Back cover text is one of  the most important elements for selling a book. However writing it is not easy, even for the author, or maybe, especially for the author. If they could have said everything they needed to in a couple of paragraphs then why write a book?

Since good back cover text is so tricky to do I figured I'd share the RDSP perspective and processt. This works best for edgy works that are stylistically interesting, since those are the kinds of books we publish. 

The process is a little different each time. I always feel a lot of pressure to come up with something great because it's so important for selling the book but also because I want the author to be happy with it. Sometimes the author has already written a description that is perfect but that's rare. As I mentioned before the author is not necessarily the best person for the job because describing your own work is tough. I generally think that collaboration is the best way to go. Sometimes I'll start the process, write a draft and send it to the author for help. Other times it will be reversed.

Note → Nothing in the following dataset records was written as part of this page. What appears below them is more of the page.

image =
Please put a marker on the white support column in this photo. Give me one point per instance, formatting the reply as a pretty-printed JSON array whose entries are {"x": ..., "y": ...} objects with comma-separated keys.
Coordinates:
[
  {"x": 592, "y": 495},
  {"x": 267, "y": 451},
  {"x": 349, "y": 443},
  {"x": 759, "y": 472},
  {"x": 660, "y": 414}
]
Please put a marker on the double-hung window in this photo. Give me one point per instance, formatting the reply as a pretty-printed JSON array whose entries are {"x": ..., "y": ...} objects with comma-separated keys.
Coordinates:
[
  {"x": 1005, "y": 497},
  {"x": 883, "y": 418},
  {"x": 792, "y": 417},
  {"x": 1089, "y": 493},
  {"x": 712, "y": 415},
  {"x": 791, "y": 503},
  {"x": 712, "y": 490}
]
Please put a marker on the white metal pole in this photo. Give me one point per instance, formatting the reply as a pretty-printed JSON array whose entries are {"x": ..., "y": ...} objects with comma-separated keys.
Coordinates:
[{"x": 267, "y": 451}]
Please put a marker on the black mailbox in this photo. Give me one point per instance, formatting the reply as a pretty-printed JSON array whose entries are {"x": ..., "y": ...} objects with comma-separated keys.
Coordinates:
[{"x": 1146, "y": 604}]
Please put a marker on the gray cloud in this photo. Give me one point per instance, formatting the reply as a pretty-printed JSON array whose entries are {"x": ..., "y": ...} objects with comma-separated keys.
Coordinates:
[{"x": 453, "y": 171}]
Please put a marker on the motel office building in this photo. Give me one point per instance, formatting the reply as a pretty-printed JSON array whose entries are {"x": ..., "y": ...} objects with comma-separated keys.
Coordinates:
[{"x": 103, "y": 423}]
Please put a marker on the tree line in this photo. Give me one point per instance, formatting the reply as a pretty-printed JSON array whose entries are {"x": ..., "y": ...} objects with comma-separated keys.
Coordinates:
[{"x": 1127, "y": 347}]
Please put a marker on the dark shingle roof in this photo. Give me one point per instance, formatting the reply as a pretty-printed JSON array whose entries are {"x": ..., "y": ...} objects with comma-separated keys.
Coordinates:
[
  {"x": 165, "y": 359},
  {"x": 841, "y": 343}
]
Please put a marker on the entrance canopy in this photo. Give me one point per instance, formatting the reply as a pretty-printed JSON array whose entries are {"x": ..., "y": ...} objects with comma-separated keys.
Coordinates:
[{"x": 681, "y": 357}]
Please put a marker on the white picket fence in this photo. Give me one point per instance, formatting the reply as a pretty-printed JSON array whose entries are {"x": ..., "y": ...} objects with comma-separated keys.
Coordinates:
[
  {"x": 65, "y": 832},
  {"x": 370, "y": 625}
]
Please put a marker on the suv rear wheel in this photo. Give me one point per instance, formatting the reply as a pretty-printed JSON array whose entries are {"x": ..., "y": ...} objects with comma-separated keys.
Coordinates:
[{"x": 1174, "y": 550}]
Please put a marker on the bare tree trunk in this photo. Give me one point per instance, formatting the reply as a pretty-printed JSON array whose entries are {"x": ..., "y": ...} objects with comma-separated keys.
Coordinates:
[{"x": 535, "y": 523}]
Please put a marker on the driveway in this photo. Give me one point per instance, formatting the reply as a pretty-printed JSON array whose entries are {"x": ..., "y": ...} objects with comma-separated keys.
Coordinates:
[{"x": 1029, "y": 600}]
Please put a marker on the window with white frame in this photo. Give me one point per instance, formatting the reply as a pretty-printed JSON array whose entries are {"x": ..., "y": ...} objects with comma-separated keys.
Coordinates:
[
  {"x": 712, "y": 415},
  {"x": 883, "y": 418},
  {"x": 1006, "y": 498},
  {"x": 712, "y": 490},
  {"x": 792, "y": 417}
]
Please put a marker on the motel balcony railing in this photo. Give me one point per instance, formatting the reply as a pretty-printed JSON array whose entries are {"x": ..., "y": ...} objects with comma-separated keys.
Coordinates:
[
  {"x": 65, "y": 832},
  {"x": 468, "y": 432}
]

For me it's a bit like composing a poem. Each word needs to be carefully chosen because they all give the potential reader cues about the book. For example if the text is humorous I try to work in some funny-sounding words. Sometimes I make a list of words that I think describe the book, or fit with the mood, and try to include them. Often, each sentence will be a complete thought about the book and I like to have one or two that can serve as a tag line of sorts. I generally like to keep it short, it's better to leave the reader with questions, pique their interest so they have to go to the source to relieve their curiosity.

Our aim is to give the potential reader as accurate an idea as possible of what the 'experience' of reading the book will be like. Since many of our books are challenging or disturbing we like to get that across in the description. Though we might be able to foist the book off on unsuspecting readers, by making it sound different than it actually is, we'd wind up with unhappy customers in the end. I like to try to target the readers that will enjoy the book most and write with them in mind. Is the book heavily descriptive and atmospheric? Then the description should be too. Is the style spare and clean or action-packed and breathless? I try to take my tone cues from the actual book. Before working on the text, I like to read some of my favorite passages. Ideally, I would write the text as soon as I finished reading the book for the first time. But I rarely actually do that.

The reason to focus on the 'experience' of reading the book is that a plot summary is usually pretty boring. Plus our books are about how the tale is told not just the tale itself. Again, why read a book if the summary can tell you everything in it? I like to include enough details so the reader knows the general subject, has an idea of some of the themes, knows a bit about the main character and the setting but not so much that they can predict where the book is headed. Sometimes I use small details to stand for a whole. For instance, if the book is full of fascinating facts I might use one of them in the description to get that idea across. Sometimes a quote from the text is useful. The more closely I can replicate the experience of reading the book, the better. I do my best not to tell the reader what, or how, to think about the book just describe it as well as I can. I also try to avoid generalizations like, "This is a great book, everyone should read it," even though that's usually exactly what I'm thinking!